The credit union bill approved in April by the House would cost the federal government $217 million in lost tax revenue over five years, according to a Congressional Budget Office study released Tuesday.
That amount is probably not enough to prevent approval of the bill, but industry officials disagreed whether it could add another hurdle for credit union forces who are anxious to have the Senate pass the measure this year. Congress, in most instances, is required to find ways to pay for a bill before passing it.
"It won't have any significance whatsoever," said Scott Sutherland, a Credit Union National Association spokesman.
However, Mike ter Maat, senior economist for the American Bankers Association, said, "It will make it more difficult to pass legislation that shouldn't be passed."
The Senate has the option of finding offsetting revenue increases or spending cuts elsewhere in the budget or finding 60 votes to waive the budget rule.
Tax revenues would drop from 1999 to 2003 because the legislation would ease limits on credit union membership, promoting expansion of the number and size of occupation-based credit unions with multiple common bonds, the study said.
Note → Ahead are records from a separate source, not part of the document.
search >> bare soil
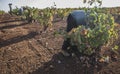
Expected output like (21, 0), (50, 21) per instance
(0, 14), (120, 74)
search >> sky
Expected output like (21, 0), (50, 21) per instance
(0, 0), (120, 11)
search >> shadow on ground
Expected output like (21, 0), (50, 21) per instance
(31, 53), (98, 74)
(0, 32), (38, 48)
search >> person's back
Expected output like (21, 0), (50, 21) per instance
(62, 10), (86, 54)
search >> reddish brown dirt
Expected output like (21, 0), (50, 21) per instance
(0, 16), (120, 74)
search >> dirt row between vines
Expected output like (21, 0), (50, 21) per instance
(0, 14), (120, 74)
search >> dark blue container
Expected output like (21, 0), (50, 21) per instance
(67, 10), (86, 32)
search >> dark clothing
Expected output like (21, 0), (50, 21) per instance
(62, 10), (86, 51)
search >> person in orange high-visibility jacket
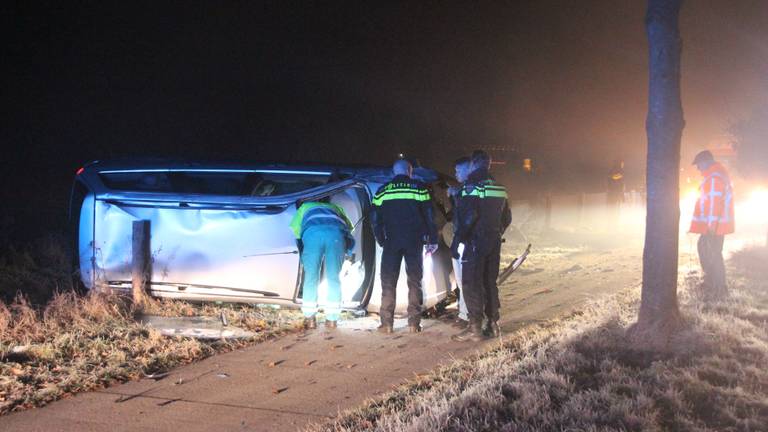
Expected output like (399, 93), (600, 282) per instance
(689, 150), (735, 296)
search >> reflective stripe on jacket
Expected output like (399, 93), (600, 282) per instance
(371, 175), (437, 247)
(455, 170), (512, 243)
(689, 162), (735, 235)
(291, 202), (352, 238)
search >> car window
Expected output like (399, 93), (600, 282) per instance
(99, 170), (330, 197)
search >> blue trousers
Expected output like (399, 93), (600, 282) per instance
(301, 225), (346, 321)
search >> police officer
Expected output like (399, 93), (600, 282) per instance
(446, 156), (472, 329)
(371, 159), (437, 333)
(451, 150), (512, 342)
(290, 201), (355, 329)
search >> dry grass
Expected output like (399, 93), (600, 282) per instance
(0, 235), (301, 414)
(311, 250), (768, 432)
(0, 292), (301, 414)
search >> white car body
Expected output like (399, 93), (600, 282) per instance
(70, 162), (451, 313)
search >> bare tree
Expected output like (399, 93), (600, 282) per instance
(630, 0), (685, 347)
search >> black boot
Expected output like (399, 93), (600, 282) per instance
(304, 317), (317, 330)
(451, 318), (469, 330)
(451, 321), (485, 342)
(408, 324), (421, 333)
(486, 321), (501, 337)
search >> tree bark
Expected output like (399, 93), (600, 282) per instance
(630, 0), (685, 348)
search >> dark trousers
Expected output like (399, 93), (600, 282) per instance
(697, 234), (727, 294)
(379, 245), (424, 325)
(461, 237), (501, 322)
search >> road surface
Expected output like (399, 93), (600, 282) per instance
(0, 236), (641, 432)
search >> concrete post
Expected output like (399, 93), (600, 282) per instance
(131, 220), (152, 304)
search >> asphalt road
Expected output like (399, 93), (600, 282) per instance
(0, 238), (641, 432)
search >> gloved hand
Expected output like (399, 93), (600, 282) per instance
(344, 235), (355, 255)
(451, 237), (461, 259)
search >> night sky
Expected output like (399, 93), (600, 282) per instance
(0, 0), (768, 240)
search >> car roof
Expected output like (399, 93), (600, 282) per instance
(78, 158), (440, 183)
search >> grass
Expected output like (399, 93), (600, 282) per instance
(309, 249), (768, 432)
(0, 292), (301, 414)
(0, 239), (301, 415)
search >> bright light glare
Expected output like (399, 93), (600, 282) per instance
(736, 188), (768, 224)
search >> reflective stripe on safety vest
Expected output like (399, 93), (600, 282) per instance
(461, 180), (507, 199)
(690, 163), (735, 235)
(373, 185), (430, 206)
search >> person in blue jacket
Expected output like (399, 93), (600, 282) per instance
(290, 201), (355, 329)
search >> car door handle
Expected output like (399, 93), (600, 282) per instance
(243, 250), (299, 258)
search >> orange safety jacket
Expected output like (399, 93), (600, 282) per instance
(689, 162), (735, 235)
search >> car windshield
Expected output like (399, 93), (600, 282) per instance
(99, 170), (330, 197)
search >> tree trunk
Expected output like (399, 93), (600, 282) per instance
(630, 0), (685, 348)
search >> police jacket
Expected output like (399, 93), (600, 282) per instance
(371, 175), (437, 247)
(454, 169), (512, 244)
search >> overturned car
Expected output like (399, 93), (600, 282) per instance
(70, 161), (451, 312)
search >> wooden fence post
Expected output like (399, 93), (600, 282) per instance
(131, 220), (152, 305)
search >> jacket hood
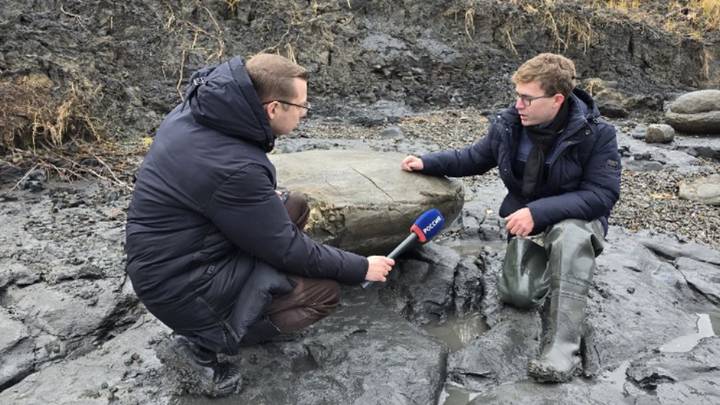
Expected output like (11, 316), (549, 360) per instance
(185, 56), (275, 152)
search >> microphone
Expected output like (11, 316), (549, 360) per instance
(362, 208), (445, 288)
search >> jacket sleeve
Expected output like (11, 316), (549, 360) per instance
(527, 125), (621, 232)
(206, 164), (368, 283)
(420, 126), (497, 177)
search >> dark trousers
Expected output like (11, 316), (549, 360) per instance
(248, 193), (340, 339)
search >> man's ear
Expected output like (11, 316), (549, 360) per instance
(263, 101), (278, 120)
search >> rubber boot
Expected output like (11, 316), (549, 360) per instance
(497, 238), (550, 309)
(240, 318), (280, 346)
(159, 335), (242, 397)
(528, 220), (602, 382)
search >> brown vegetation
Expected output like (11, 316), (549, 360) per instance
(0, 74), (101, 152)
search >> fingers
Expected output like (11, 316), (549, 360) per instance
(400, 155), (423, 172)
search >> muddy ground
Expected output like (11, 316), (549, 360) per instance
(0, 0), (720, 404)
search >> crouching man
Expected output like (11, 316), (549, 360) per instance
(401, 53), (620, 382)
(126, 54), (394, 396)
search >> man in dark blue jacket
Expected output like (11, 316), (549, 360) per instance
(402, 53), (620, 382)
(126, 54), (394, 395)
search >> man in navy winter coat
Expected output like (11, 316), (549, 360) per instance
(126, 54), (394, 396)
(401, 53), (620, 382)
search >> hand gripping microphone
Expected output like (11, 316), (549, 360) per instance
(362, 208), (445, 288)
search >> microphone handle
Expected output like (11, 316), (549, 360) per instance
(361, 233), (417, 288)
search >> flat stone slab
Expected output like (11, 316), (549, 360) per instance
(271, 150), (464, 254)
(665, 89), (720, 134)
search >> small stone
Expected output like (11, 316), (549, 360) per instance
(645, 124), (675, 143)
(380, 126), (403, 138)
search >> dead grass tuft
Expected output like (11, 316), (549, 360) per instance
(0, 74), (101, 152)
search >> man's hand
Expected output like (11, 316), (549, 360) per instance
(505, 208), (535, 236)
(400, 155), (424, 172)
(365, 256), (395, 282)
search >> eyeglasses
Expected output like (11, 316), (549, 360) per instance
(263, 100), (312, 111)
(515, 93), (555, 107)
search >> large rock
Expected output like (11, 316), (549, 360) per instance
(271, 150), (464, 254)
(678, 174), (720, 205)
(645, 124), (675, 143)
(665, 90), (720, 134)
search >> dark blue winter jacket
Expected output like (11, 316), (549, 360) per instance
(421, 89), (620, 234)
(126, 58), (368, 343)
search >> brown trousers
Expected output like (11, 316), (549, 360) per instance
(265, 193), (340, 333)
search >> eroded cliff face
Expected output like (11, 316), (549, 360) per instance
(0, 0), (720, 144)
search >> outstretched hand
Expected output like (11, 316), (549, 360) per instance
(400, 155), (424, 172)
(365, 256), (395, 282)
(505, 207), (535, 236)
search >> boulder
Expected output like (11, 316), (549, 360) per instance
(271, 150), (464, 254)
(678, 174), (720, 205)
(665, 90), (720, 134)
(645, 124), (675, 143)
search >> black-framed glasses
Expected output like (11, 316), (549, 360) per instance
(263, 100), (312, 111)
(515, 93), (555, 107)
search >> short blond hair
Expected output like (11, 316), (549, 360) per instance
(245, 53), (308, 103)
(512, 53), (576, 97)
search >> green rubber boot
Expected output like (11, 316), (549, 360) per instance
(497, 238), (550, 309)
(528, 219), (603, 382)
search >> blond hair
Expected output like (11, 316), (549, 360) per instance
(245, 53), (308, 103)
(512, 53), (575, 97)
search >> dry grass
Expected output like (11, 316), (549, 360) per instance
(0, 74), (139, 190)
(0, 74), (102, 152)
(593, 0), (720, 34)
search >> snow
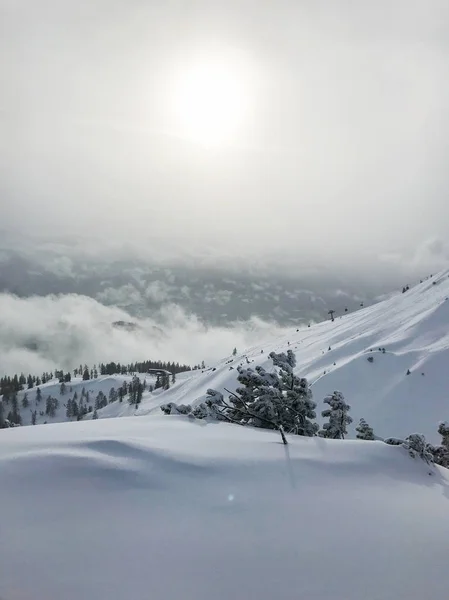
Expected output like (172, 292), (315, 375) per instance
(0, 273), (449, 600)
(0, 416), (449, 600)
(134, 271), (449, 443)
(10, 272), (449, 443)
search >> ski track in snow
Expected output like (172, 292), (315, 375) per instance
(0, 273), (449, 600)
(11, 272), (449, 442)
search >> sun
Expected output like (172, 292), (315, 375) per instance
(173, 60), (248, 146)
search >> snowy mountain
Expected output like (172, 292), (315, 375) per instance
(0, 273), (449, 600)
(6, 272), (449, 441)
(0, 416), (449, 600)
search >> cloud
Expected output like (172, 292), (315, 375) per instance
(0, 0), (449, 269)
(0, 294), (285, 374)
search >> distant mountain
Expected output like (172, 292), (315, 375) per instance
(0, 242), (392, 325)
(4, 272), (449, 440)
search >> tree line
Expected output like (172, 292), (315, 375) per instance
(161, 350), (449, 468)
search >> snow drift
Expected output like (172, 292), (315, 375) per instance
(0, 416), (449, 600)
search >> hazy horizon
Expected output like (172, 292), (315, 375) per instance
(0, 0), (449, 270)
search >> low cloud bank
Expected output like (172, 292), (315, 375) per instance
(0, 294), (285, 375)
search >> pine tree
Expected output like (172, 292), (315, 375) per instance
(318, 391), (352, 440)
(355, 419), (376, 440)
(429, 422), (449, 469)
(403, 433), (433, 464)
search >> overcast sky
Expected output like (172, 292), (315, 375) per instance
(0, 0), (449, 272)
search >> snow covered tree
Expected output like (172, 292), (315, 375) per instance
(403, 433), (433, 464)
(318, 391), (352, 440)
(161, 350), (318, 444)
(355, 419), (376, 440)
(65, 398), (73, 419)
(429, 422), (449, 469)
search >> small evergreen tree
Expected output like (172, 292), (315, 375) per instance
(355, 419), (376, 440)
(319, 391), (352, 440)
(65, 398), (73, 419)
(429, 422), (449, 469)
(403, 433), (433, 464)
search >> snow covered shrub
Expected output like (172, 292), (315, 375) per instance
(403, 433), (433, 464)
(161, 350), (318, 443)
(355, 419), (376, 440)
(318, 391), (352, 440)
(384, 438), (405, 446)
(429, 422), (449, 469)
(161, 402), (192, 415)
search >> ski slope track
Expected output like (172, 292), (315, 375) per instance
(0, 415), (449, 600)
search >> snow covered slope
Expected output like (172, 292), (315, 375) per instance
(0, 416), (449, 600)
(8, 272), (449, 442)
(133, 272), (449, 441)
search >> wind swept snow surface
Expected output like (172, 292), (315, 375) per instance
(0, 416), (449, 600)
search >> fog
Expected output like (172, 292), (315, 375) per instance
(0, 294), (292, 375)
(0, 0), (449, 268)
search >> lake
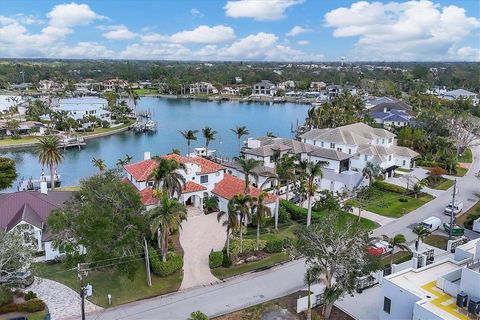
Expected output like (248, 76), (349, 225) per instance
(0, 97), (309, 191)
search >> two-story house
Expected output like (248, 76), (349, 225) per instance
(300, 123), (419, 178)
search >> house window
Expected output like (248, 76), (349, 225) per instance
(383, 297), (392, 314)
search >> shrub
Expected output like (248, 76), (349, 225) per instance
(0, 286), (13, 306)
(148, 247), (183, 277)
(208, 251), (223, 269)
(24, 291), (37, 301)
(373, 180), (407, 194)
(222, 254), (233, 268)
(263, 239), (283, 253)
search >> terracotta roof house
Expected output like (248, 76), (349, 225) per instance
(0, 191), (72, 260)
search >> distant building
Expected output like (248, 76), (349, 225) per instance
(252, 80), (277, 96)
(190, 82), (218, 94)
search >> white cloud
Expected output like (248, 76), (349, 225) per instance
(102, 24), (138, 40)
(224, 0), (304, 20)
(170, 25), (235, 43)
(190, 8), (203, 17)
(325, 1), (480, 60)
(285, 26), (312, 37)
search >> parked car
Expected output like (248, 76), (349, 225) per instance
(0, 271), (35, 288)
(367, 241), (393, 257)
(420, 217), (442, 231)
(444, 201), (463, 215)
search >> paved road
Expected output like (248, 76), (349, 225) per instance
(88, 146), (480, 320)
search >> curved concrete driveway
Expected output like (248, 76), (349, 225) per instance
(180, 207), (227, 290)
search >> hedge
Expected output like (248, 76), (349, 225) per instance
(373, 180), (407, 194)
(208, 251), (223, 269)
(0, 286), (13, 306)
(263, 239), (283, 253)
(0, 299), (46, 314)
(148, 247), (183, 277)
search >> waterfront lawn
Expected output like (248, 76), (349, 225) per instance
(211, 252), (289, 279)
(458, 149), (473, 163)
(34, 261), (183, 307)
(349, 187), (433, 218)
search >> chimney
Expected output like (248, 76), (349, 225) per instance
(40, 181), (48, 194)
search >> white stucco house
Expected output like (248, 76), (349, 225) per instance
(300, 123), (419, 178)
(0, 188), (72, 260)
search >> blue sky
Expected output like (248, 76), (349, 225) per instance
(0, 0), (480, 61)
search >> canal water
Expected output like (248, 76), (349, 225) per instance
(0, 97), (309, 191)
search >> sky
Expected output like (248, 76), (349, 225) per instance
(0, 0), (480, 61)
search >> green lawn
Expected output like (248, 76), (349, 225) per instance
(34, 261), (183, 307)
(349, 187), (433, 218)
(458, 149), (473, 163)
(212, 252), (288, 279)
(424, 234), (448, 250)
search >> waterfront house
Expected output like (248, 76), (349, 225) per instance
(300, 123), (419, 178)
(252, 80), (277, 96)
(190, 82), (218, 94)
(54, 97), (111, 122)
(440, 89), (480, 106)
(0, 189), (72, 260)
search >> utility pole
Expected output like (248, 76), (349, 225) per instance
(448, 179), (457, 240)
(143, 237), (152, 287)
(77, 263), (88, 320)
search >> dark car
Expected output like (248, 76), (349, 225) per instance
(0, 271), (35, 288)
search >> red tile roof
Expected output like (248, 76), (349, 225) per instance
(123, 159), (157, 181)
(182, 181), (207, 193)
(212, 174), (277, 204)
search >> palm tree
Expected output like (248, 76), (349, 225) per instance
(252, 192), (272, 251)
(305, 161), (328, 226)
(412, 225), (431, 251)
(230, 126), (250, 153)
(37, 136), (64, 190)
(382, 233), (410, 270)
(233, 157), (262, 194)
(202, 127), (217, 157)
(362, 161), (382, 186)
(231, 194), (252, 253)
(92, 158), (107, 172)
(180, 130), (198, 157)
(147, 195), (187, 261)
(217, 200), (239, 257)
(151, 157), (187, 197)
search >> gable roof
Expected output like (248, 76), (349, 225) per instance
(0, 191), (73, 231)
(212, 174), (277, 204)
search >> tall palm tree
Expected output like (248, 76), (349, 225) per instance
(412, 225), (431, 251)
(230, 126), (250, 153)
(202, 127), (218, 157)
(147, 195), (187, 261)
(305, 161), (328, 226)
(252, 192), (272, 251)
(92, 158), (107, 172)
(362, 161), (382, 186)
(180, 130), (198, 157)
(217, 200), (239, 257)
(151, 157), (187, 197)
(37, 136), (64, 190)
(233, 157), (262, 194)
(382, 233), (410, 270)
(231, 194), (252, 253)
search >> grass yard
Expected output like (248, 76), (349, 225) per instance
(34, 261), (183, 307)
(349, 187), (433, 218)
(211, 252), (289, 279)
(458, 149), (473, 163)
(424, 234), (448, 250)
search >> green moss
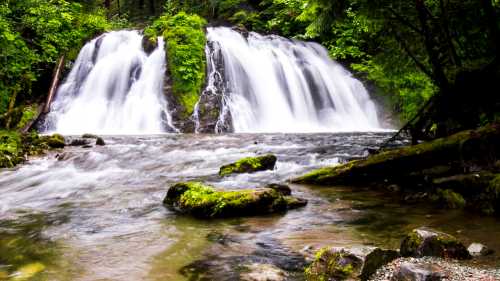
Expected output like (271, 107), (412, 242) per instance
(437, 189), (466, 209)
(145, 12), (206, 118)
(16, 104), (38, 130)
(163, 182), (305, 218)
(219, 154), (277, 177)
(0, 131), (23, 168)
(292, 123), (500, 184)
(304, 248), (360, 281)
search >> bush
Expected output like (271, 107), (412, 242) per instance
(145, 12), (206, 118)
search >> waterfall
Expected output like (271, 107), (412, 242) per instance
(207, 27), (381, 132)
(44, 31), (176, 134)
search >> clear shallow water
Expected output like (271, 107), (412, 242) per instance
(0, 133), (500, 280)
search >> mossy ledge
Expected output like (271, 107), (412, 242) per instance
(291, 123), (500, 215)
(0, 130), (65, 168)
(163, 182), (307, 218)
(219, 154), (277, 177)
(292, 124), (500, 185)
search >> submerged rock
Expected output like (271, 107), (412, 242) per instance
(391, 262), (446, 281)
(95, 137), (106, 146)
(68, 138), (90, 146)
(163, 182), (307, 218)
(305, 246), (399, 281)
(467, 243), (494, 257)
(400, 227), (471, 260)
(240, 263), (287, 281)
(41, 134), (66, 148)
(219, 154), (277, 177)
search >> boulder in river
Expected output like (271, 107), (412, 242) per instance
(400, 227), (471, 260)
(391, 262), (446, 281)
(467, 243), (494, 257)
(305, 246), (399, 281)
(163, 182), (307, 218)
(219, 154), (277, 177)
(41, 134), (66, 148)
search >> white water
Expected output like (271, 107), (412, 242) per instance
(45, 31), (175, 134)
(208, 27), (381, 132)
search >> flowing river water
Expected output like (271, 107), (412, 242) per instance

Annual membership gains would double, to 6%, by 2000 from the projected growth rate of 3% under current law. Federal income tax revenue would fall as a result because deposits would be flowing from banks and thrifts to tax-exempt credit unions.
Uncle Sam would record $628 million of revenue and savings over five years from increased insurance fund assessments and cuts in premium rebates, the study said.
But congressional budget rules, known as "pay-as-you-go procedures," exclude savings related to deposit insurance funds from official calculations.